Better players and more of them
While there are a number of different elements to the ADM, to sum it up in a nutshell it is about producing more better players. By making the game more affordable and user-friendly at the entry levels the hope is to attract more participants. By providing those participants with a more productive environment in which to train and play the hope is to develop more players who have the opportunity to play the game at a higher level, if that is what they choose to do.

From that respect the model makes a great deal of sense to me. Our current structure, particularly here in Michigan, is probably the poster child for much of what is wrong with youth hockey and why we produce so comparatively few high-end players from participation numbers that are always in the top three in the nation.

We begin tryouts as young as seven, when kids have minimal skating and playing experience, with just enough skill for coaches to somewhat discern the select few to make the grade. And it should come as no surprise that the bigger, more mature are the ones who most often do so.

From there, those selected players typically get the more experienced coaches, and more importantly usually skate three times per week as opposed to the two that the house leaguers who couldn’t make the cut get. It doesn’t require scientists and researchers to figure out which kids have the best opportunity to turn out to be the better players given those differences.

Skimming the cream
And that’s where it gets tricky. The parents of that group don’t want to lose out on the early edge that their child has. Why should their kid be held back? He can skate. He can play. Seven year old Mite A hockey can actually look "pretty good". Relatively speaking. NHL hockey is pretty good too. But when the world’s best players get together for the Olympics in a couple of weeks we will be treated to a level of play that we only get to see once every four years.

The point is that whenever you skim the cream off of the top, it is going to look pretty good compared to the milk. At least for a while. So how do we keep that cream from going sour while giving the rest of the milk an opportunity to catch up?

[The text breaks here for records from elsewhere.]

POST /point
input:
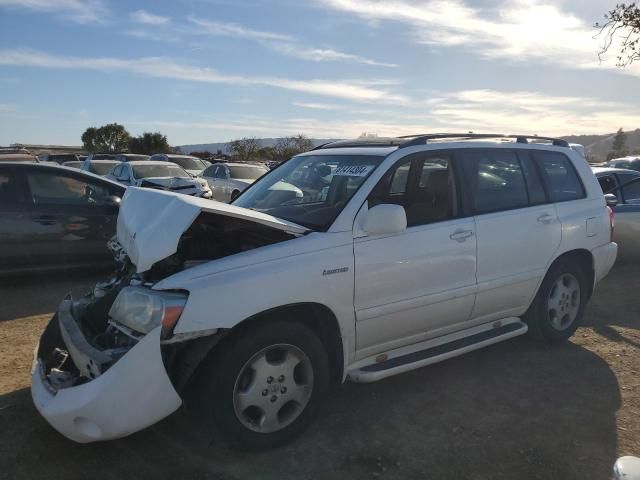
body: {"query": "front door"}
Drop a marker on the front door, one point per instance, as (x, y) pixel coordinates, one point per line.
(419, 283)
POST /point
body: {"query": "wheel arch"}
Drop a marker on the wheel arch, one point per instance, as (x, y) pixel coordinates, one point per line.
(582, 257)
(183, 364)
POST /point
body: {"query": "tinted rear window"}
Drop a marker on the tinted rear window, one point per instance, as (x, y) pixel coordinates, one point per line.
(495, 179)
(559, 176)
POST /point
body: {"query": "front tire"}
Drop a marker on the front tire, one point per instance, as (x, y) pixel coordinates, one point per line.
(264, 386)
(558, 308)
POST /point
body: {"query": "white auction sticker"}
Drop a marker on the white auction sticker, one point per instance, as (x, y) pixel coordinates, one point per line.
(352, 171)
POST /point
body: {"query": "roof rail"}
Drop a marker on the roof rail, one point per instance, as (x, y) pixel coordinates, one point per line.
(424, 138)
(421, 139)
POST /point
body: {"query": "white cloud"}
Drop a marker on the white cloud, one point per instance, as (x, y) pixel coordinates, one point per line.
(146, 18)
(281, 43)
(80, 11)
(317, 106)
(235, 30)
(167, 68)
(323, 54)
(518, 30)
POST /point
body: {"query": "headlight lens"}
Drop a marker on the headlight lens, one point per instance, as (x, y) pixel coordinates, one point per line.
(142, 309)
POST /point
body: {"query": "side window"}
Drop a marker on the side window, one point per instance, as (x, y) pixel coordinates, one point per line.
(9, 188)
(431, 197)
(607, 183)
(392, 188)
(559, 176)
(52, 189)
(631, 191)
(495, 179)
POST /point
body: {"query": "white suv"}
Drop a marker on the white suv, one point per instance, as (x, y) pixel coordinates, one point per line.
(400, 253)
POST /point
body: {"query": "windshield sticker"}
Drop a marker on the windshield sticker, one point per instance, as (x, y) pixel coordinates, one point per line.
(352, 170)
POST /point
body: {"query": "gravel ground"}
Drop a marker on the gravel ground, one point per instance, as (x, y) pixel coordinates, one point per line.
(515, 410)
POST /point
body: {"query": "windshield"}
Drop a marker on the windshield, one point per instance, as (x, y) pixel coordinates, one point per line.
(190, 163)
(248, 172)
(309, 190)
(101, 168)
(145, 171)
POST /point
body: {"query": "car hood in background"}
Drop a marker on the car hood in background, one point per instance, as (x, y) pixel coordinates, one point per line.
(151, 222)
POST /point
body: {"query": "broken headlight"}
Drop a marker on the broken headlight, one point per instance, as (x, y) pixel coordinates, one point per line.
(142, 309)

Here in Michigan we don’t do a very good job of that. And until you have been through it and seen what it is like at the other end, it is very difficult for the parent of a "good" Mite player to understand that less really might be more for their child. A lot can happen between the ages of 7 and 17. More games, more travel, more tournaments and more A’s behind the team name don’t always translate into more in terms of playing hockey at the higher levels.

Actually our system doesn’t do a very good job of providing a development opportunity for any players. The ones that don’t make the cut early on get too little. The early maturers, who do make that critical early cut, then play in a system that doesn’t necessarily translate into allowing them to become good hockey players.

I get that. I agree with that. But I also wonder how much that really matters. More better players would be a wonderful byproduct of a great hockey program. But I don’t necessarily think it should be the most important consideration in creating one.

More importantly
In my opinion there are two much more important elements. First it is the financial viability of ice arenas. If there is no place to play, then none of it really matters. If the ADM translates into more players, as is proposed, then that would be great. More players playing a more affordable game for all would be a plus.

But more importantly, I don’t think we should lose sight of the most important three word phrase: Playing the game. It is play. It is a game. No matter how we slice it up and market it with names like AAA and Elite or sell development and performance, at the end of the day it is all just recreational hockey. People choose to play. Or not. We need to make sure that the game is attractive enough for them to play.